Em 12 de Abril de 1982, Angola registou a derrota mais pesada, diante de Portugal, por 1-21. Aos, 18 de Outubro de 1992, registou a sua vitória mais avolumada, 39-1 “espetada” à Índia.
Verdade seja dita, tem sido difícil para o continente se impor, na medida em que, a nível interno pouco ou nada se faz. A modalidade progride pouco, por ter igualmente poucos países praticantes. Na competição de Maputo, que decorrerá de 9 a 11 de Novembro, por exemplo, apenas o nosso País, os anfitriões e mais o Egipto e África do Sul irão competir. Uma safra fraca de países, que justifica a pobreza franciscana em termos de praticantes, de uma das modalidades mais espectaculares do universo desportivo.
Vários esforços foram tentados já por Angola e Moçambique, no sentido de revolucionar a modalidade em África e procurar que o continente tenha uma maior representatividade maior nas competições mundiais. Mas, se tem visto que, para além de ser fácil, na sua maioria saem gorados. Moçambique, por exemplo, trilha caminhos iguais a Angola também. Desde 1978, de forma alternada, participa nos mundiais da modalidade. A sua melhor classificação foi o 4º lugar alcançado em 2011, em San Juan, Argentina.

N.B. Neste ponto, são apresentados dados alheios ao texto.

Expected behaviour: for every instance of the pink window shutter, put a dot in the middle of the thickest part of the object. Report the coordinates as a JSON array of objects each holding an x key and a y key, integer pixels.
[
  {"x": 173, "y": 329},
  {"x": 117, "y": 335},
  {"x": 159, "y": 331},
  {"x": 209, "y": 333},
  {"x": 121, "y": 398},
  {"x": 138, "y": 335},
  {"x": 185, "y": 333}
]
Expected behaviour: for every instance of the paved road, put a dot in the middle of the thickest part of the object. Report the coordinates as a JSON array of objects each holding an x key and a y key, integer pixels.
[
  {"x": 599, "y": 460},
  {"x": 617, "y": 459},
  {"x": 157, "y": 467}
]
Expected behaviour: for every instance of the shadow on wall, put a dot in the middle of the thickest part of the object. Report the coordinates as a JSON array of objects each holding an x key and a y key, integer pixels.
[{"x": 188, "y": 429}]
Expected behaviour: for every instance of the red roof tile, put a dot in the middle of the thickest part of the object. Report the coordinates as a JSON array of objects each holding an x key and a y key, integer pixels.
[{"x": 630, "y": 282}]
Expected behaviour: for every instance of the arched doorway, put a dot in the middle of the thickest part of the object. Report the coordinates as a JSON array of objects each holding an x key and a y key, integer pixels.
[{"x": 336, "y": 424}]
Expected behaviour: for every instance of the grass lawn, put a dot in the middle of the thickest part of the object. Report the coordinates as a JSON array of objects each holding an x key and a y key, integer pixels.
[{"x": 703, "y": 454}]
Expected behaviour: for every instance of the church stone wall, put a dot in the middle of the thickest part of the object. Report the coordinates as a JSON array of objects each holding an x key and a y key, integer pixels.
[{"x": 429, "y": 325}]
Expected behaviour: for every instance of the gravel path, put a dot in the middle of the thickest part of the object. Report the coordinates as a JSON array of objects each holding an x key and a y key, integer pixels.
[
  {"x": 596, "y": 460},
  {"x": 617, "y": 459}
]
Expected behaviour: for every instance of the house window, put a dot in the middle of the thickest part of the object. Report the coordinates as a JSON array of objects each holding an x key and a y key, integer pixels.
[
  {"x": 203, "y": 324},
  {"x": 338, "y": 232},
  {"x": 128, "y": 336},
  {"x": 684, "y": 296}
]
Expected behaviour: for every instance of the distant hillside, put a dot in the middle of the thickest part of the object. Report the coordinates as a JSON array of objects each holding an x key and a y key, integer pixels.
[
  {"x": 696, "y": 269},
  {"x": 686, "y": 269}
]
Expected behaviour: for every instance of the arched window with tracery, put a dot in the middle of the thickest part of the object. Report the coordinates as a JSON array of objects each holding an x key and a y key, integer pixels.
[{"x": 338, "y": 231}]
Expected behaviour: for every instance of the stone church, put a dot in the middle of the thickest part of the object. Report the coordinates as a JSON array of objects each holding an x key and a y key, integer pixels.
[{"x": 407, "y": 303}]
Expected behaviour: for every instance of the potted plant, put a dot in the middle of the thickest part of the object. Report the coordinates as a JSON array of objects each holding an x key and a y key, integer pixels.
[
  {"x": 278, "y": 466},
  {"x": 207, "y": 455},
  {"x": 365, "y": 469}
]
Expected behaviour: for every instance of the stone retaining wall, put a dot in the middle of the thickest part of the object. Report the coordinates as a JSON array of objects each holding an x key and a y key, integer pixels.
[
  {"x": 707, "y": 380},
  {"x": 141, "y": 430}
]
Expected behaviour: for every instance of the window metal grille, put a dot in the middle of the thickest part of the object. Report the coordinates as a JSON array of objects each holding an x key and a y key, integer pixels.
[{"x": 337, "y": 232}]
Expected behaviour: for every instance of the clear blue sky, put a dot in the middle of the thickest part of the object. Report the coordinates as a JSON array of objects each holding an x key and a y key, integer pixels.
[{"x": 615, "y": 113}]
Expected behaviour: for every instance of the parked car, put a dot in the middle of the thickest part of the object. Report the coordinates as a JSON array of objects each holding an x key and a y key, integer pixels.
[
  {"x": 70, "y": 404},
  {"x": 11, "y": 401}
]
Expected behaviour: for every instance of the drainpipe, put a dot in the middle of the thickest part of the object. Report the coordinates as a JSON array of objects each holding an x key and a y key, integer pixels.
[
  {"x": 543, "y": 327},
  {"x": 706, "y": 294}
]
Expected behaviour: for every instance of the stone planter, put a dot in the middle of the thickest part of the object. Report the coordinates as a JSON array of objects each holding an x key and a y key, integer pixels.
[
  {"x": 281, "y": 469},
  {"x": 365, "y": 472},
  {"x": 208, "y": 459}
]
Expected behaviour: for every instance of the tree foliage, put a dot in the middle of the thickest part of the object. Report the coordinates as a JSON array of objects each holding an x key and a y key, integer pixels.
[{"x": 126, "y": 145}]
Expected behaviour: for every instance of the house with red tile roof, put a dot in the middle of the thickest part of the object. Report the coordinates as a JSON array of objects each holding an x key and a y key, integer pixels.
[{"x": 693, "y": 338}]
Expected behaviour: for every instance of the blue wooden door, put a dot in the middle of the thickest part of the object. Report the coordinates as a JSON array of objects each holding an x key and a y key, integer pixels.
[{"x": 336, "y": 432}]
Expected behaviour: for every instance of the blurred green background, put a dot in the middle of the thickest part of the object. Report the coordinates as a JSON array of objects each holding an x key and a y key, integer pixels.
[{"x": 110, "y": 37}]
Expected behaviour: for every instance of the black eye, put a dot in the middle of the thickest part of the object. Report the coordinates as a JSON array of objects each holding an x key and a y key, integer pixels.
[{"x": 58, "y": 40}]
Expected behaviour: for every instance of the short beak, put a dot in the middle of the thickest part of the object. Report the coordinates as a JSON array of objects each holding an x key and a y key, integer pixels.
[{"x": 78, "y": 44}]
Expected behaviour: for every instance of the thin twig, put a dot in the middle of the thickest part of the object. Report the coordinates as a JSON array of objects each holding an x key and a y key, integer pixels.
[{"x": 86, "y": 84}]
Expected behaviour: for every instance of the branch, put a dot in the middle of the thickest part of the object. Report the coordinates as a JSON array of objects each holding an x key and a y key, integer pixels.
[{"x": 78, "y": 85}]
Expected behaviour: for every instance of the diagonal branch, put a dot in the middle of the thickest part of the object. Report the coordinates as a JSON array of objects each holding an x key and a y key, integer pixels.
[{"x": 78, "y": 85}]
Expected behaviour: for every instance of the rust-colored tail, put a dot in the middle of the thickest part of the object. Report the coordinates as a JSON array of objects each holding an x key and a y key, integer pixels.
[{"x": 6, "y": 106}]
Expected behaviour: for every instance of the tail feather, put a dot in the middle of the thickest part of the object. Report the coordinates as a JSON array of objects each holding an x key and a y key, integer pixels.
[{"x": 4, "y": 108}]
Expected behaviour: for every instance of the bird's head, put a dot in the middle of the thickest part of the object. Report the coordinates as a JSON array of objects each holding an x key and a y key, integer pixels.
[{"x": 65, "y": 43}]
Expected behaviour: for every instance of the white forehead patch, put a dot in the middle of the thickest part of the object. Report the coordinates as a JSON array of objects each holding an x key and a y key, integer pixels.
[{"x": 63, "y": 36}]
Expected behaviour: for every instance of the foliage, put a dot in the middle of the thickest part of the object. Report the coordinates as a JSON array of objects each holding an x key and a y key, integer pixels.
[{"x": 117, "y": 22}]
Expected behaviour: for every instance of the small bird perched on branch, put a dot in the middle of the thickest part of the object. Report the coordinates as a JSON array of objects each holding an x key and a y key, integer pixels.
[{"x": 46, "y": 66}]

Por isso, apesar de este \"Africano\" de Maputo ser como que o lançar da semente competitiva no continente, deve-se encarar com imensa responsabilidade até porque, pelo que se sabe, será qualificativo para os Jogos Mundiais de Barcelona, em 2019, aliás uma prática que será agora regra. Ou seja, de acordo à regras estabelecidas pelo Comité Internacional de Rink-Hóquei, os apuramentos passam a ser garantidos através de eliminatórias continentais, sendo esta, de resto, a primeira vez que é organizado pela Federação Africana de Patinagem.
Angola tem assim responsabilidades acrescidas, na sustentabilidade desta modalidade representativa e que tem agora que se esmerar para, no \"Africano\" de Maputo, conseguir o apuramento para estar em Barcelona, no próximo ano.
Por outro lado, nota-se a olho nu que a modalidade empobrece. Desaparece. Não se revitaliza. Não tem chama. E isso, convenhamos, pode ser muito perigoso para manter em alta uma modalidade, que tem ainda muito a dizer, principalmente em África, que se organiza em provas continentais de apuramento aos palcos competitivos mundiais.
Há que acordar e rolar os patins para frente, com stikadas fortes na bola. Bem-haja!!!